There's only so many time one can open with the sentence Alex Maleev is the perfect artist for this book before one begins to want him to do something to prove you wrong, if only to help me keep the illusion that I actually have something more to say about the art than it looks great, or my other staple it looks okay. Still, since I do have an entire column to fill, I guess I could mention the fact that Alex Maleev is a fantastic artist when it comes to conveying the cold, manipulative manner of the Kingpin, as during his conversation with the FBI agent, the art is absolutely amazing in how it manages to convey so much, using so little. I mean I don't think the Kingpin's expression changes once, but the reaction of the people around him to what is being said & done is what really sells this scene. In fact the simple fact that the Kingpin doesn't really react to the events around him lends an even greater sense of menace to the character, as it's almost like he's able to see right through the FBI agent's bluster, and when Turk has a gun pointed at his head it's far more unsettling that the Kingpin doesn't seem the slightest bit concerned. This issue also offers up a truly creepy display of Typhoid Mary's madness, as the art has her adopting an almost playful vibe, as she moves through the various gang members, carrying out her decidedly lethal attacks.

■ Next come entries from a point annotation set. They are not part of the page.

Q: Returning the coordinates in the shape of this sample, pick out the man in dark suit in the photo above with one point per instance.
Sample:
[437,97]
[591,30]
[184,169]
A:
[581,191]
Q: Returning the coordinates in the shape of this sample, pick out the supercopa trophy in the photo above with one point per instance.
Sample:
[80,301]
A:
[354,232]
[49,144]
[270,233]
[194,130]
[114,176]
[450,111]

A very entertaining issue that some fans might find a little frustrating, as the book jumps back to detail events that played out before last issue's rather dramatic cliffhanger, and as such Matt's situation is left up in the air until next issue (hopefully). Still, I applaud this issue for taking the time to develop the villains of this arc, as Typhoid Mary is given a wonderful opportunity to impress upon newer readers that she is very dangerous, and her insanity is also on full display. However, the while Typhoid Mary's battle is very impressive, the true highlight of this issue is the Kingpin, as this issue has to rate as one of the best displays of the character's ability to control a potentially volatile situation, with very little seeming effort. I mean to tell the truth he does little more than talk, and yet one is left with very little doubt that the person in full control of this situation is the Kingpin. Brian Michael Bendis' writes one fantastic Kingpin, and one can't help but feel sorry for Daredevil, as he's no longer the most interesting character in his own book.